The 12 January activity was strongly promoted also by the Socialist Workers Party (SWP), the Socialist Party (SP), and Momentum.
Yet it drew only about 2,000 people. There were, relatively speaking, a lot of union branch banners on the protest, but evidently the union branch activists who keep the banners had not been able to get their branch members along.
The SWP was visibly embarrassed about this. SWP leader Alex Callinicos, in Socialist Worker, proposed an answer: instead, Corbyn should organise protests.
“The People’s Assembly march last Saturday could only muster about 5,000 people [it wasn’t 5,000!]... If Corbyn launched a campaign of mass rallies demanding an election, this could help wrest our future away from the Westminster plotters”.
Hold on! Isn’t the SWP’s case for staying outside Labour that we need we need street protests and strikes as well as parliamentary politics, and the SWP can deliver those when Labour can’t? Now Callinicos is saying that the SWP can’t deliver sizeable protests — only Labour can?
What about the political content? What should Corbyn say at those hoped for rallies about Brexit, the issue which may bring the government down?
According to Callinicos, “Corbyn offered a way forward in his speech in Wakefield”.
So May’s deal, ending free movement, modified by a customs union, plus “a close relationship” with the Single Market — that is “the socialist alternative”?
Callinicos praised Corbyn for saying that working-class people in Tottenham and Mansfield face similar problems. And working-class people in Poland and Romania and France? Do they have such different problems that the answer is to erect barriers in the Channel and pursue reforms in one country behind those barriers?
If one worker blames “Brussels” and “immigrants”, and another worker blames capitalism for social problems, can they usefully unite by splitting the difference? By going for a bit of migrant exclusion plus a bit of anticapitalism, rather than arguing out the issues?
The 12 January protest was feeble because its organisers offered silence and evasion on the issue causing the political crisis.
And for another reason too. Historically, activist left movements have been able to mobilise sizeable protests even on off-key slogans, so long as they have some general vigour.
Lots of leftish people think the left is steaming ahead today because the Labour right has accepted Corbyn as Labour leader for now, and Labour is doing not too badly in the polls. The increase in Labour Party paper membership is holding up, more or less, and some more leftish policies were adopted by Labour in 2017.
But actually left activist vigour is down. Active participation, and real political discussion, in local Labour Parties, is stagnant or declining, though still much better than under Blair.
The Labour left seems strong through Momentum having 40,000 members, but Momentum functions largely as an onlinevoting electoral machine, not as a movement with political life.
Strikes, union membership, and union branch attendances are stagnant or falling. The university campuses are quieter than ever. Street demonstrations, other than the huge 20 October 2018 anti-Brexit
protest from which the activist left other than Workers’ Liberty was absent, are smaller than before 2015.
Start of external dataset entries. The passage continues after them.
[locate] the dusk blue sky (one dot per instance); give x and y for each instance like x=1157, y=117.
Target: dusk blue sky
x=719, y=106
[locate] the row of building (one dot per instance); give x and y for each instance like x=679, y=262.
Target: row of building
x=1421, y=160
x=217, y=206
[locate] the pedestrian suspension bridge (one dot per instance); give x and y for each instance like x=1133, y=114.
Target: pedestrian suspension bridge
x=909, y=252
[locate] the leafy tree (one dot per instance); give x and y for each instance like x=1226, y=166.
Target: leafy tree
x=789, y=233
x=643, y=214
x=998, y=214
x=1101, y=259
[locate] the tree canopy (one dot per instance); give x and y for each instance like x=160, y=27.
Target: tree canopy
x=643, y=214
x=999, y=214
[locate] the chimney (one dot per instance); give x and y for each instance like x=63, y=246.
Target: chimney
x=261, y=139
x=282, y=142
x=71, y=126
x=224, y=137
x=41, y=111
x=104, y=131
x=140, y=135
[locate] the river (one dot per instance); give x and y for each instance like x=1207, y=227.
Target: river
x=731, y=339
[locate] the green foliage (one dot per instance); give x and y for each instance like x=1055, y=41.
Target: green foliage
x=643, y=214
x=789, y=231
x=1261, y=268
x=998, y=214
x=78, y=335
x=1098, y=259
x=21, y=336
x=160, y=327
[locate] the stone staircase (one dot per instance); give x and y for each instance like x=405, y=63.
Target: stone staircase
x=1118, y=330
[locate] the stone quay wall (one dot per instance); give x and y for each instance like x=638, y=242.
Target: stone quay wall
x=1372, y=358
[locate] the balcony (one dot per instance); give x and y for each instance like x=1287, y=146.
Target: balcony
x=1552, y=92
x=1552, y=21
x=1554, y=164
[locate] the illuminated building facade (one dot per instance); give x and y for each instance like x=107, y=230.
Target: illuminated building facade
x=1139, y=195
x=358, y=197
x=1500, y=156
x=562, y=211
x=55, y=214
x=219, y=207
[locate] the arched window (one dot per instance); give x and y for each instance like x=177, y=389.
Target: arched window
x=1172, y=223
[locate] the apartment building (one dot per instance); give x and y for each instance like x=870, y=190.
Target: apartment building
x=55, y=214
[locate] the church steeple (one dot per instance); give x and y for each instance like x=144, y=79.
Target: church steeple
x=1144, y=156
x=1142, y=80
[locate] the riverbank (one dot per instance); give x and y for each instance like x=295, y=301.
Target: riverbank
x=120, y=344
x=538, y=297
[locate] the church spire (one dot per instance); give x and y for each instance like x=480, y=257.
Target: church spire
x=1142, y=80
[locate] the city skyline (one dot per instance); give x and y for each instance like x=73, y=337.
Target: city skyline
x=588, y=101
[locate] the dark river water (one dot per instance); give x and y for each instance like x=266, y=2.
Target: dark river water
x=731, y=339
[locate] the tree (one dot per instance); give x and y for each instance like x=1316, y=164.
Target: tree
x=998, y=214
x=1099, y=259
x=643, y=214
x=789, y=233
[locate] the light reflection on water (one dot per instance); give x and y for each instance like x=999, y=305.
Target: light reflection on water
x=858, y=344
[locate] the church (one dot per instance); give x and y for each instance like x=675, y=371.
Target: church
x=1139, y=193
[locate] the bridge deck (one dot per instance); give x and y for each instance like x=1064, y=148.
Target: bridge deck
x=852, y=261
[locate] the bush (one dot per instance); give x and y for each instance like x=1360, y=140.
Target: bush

The RS21 group epitomises the trend. When it split from the SWP five years ago it had maybe twice as members as Workers’ Liberty. It had many skilled former central SWP organisers and writers.
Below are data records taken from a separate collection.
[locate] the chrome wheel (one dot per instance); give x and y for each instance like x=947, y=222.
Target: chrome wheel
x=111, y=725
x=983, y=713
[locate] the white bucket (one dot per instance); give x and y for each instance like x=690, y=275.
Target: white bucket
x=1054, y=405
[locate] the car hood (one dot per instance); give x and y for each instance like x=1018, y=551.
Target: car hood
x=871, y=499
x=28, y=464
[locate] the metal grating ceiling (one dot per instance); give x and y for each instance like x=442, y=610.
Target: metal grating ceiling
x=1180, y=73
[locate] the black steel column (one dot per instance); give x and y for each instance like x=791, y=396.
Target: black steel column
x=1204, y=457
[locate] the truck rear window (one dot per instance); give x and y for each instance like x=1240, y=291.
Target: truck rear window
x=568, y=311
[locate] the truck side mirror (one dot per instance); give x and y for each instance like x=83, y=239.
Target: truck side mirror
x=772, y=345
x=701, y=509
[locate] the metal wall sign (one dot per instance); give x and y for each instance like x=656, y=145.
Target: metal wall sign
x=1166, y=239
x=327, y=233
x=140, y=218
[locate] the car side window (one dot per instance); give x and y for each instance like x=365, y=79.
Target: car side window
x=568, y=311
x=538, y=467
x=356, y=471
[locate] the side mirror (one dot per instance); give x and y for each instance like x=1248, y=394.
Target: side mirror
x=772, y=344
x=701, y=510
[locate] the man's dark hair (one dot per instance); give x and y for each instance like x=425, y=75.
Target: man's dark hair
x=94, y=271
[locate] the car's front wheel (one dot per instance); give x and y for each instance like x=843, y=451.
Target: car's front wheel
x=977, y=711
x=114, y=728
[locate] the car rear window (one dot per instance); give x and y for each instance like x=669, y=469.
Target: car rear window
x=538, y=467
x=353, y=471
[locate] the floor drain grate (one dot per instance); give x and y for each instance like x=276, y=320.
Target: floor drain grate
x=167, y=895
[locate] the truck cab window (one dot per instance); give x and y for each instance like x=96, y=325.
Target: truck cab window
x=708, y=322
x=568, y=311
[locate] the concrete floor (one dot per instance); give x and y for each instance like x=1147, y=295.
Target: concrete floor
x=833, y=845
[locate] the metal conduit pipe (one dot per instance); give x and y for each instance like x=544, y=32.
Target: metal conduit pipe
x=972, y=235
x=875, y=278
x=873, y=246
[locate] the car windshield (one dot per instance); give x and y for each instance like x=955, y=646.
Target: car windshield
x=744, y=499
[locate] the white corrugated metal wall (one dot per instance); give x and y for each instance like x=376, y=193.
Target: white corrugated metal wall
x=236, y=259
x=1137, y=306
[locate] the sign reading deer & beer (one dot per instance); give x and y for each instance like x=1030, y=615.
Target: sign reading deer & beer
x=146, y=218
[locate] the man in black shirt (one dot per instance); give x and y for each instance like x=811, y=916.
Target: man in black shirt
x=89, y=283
It had a ready made large catchment among the large number of exSWPers still wanting to be active but in a more civilised way than the SWP; and RS21 was more civilised.
Now it is invisible. It has stopped publishing its magazine. It has published on its website a leaflet (following the “ignore Brexit, Corbyn has the answer” line) which RS21 says was for the 12 January demonstration, but the leaflet certainly wasn’t distributed enough that any of us on the protest noticed it.
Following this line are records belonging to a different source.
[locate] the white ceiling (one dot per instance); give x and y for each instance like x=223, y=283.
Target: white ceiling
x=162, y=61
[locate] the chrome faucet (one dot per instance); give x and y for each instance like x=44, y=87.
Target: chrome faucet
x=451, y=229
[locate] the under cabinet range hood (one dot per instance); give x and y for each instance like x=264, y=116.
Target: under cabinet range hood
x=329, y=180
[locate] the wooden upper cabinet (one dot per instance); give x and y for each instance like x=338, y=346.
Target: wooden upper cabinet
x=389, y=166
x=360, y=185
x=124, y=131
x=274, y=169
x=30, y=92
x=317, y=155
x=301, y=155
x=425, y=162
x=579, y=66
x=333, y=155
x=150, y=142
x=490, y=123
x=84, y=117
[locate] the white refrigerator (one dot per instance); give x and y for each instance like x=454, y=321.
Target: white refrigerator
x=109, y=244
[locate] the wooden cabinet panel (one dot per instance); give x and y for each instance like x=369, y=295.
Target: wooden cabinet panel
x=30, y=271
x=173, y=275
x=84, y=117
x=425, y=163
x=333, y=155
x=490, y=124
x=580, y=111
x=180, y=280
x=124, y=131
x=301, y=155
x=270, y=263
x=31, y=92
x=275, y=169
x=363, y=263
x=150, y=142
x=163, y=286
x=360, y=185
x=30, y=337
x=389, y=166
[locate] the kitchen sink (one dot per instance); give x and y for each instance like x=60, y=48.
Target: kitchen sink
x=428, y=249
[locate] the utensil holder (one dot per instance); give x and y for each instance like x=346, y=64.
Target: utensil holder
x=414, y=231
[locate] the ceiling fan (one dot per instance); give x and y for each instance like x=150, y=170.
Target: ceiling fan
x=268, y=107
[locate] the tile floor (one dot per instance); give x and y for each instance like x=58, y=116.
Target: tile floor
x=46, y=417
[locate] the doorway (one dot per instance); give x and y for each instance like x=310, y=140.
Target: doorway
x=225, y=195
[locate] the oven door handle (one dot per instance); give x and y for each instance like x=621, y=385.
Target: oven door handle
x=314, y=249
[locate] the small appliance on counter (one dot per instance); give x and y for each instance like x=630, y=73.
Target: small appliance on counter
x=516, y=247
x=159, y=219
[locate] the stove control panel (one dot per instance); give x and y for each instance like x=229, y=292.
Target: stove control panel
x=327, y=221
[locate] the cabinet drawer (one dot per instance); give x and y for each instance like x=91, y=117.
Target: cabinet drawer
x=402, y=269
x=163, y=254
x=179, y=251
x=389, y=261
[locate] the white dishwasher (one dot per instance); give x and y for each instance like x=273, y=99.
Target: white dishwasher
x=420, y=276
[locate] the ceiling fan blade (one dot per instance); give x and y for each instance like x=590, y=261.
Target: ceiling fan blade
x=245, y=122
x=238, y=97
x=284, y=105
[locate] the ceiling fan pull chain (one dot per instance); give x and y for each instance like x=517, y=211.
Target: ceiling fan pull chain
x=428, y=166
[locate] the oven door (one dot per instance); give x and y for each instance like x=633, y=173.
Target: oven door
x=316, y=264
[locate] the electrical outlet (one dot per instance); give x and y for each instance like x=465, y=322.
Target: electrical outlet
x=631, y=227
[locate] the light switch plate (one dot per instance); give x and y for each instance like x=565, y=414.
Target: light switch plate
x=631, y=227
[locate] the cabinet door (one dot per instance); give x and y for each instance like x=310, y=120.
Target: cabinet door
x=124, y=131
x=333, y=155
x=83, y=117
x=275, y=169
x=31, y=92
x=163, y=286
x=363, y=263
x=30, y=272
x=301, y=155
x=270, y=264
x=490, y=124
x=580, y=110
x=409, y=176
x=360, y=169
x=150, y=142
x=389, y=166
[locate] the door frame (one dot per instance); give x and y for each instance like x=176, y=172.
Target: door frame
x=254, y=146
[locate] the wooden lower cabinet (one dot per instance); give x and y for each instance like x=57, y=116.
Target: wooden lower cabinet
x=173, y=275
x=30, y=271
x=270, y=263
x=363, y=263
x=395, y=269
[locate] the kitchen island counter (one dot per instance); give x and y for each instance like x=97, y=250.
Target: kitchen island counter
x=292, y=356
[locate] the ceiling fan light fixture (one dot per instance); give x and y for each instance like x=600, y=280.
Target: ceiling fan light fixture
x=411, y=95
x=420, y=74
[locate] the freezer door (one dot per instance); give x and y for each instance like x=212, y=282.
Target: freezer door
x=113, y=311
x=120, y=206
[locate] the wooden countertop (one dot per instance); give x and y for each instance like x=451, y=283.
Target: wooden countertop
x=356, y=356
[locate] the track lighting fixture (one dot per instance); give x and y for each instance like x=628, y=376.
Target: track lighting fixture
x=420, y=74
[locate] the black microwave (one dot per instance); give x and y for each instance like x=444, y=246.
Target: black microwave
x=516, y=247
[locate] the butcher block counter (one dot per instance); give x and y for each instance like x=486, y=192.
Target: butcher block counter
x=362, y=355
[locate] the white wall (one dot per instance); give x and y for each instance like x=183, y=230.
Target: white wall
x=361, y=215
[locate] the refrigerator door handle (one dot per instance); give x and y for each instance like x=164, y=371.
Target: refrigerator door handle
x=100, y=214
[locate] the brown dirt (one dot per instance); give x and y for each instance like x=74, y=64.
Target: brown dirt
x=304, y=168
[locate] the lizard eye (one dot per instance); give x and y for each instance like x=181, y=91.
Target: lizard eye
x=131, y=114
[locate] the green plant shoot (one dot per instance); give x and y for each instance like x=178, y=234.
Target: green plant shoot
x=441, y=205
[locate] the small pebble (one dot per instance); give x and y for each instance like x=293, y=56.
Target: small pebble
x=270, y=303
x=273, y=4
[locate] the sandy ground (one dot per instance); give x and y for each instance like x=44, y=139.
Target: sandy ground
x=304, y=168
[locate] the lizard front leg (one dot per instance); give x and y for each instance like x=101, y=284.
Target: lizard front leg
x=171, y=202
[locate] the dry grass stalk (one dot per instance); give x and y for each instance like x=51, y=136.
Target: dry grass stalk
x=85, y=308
RS21’s website lists its local groups, but with descriptions like “not meeting at present”,
“meeting monthly”, or at best meeting fortnightly.
Yet under the layer of “returners” from the 1980s, politically eroded over the decades so that they find the Morning Star acceptable, under the small groups of younger people focused on getting jobs in the Labour machine or in NGOs — under those layers which so often dominate local Labour Parties, there really are millions of young people who want to be left-wing.
At present those young people find few and weak Young Labour groups or student Labour clubs, and a weak presence on the streets and the campuses of any activist left which has something to say on Brexit and something to say about general politics beyond “Corbyn has the answer, hope he wins the next election”. No wonder they find it difficult to get into activity.
Our job is to help them. The Brexit crisis gives us an extraordinary chance to do that by getting onto the streets, and out to our colleagues at work and on campus.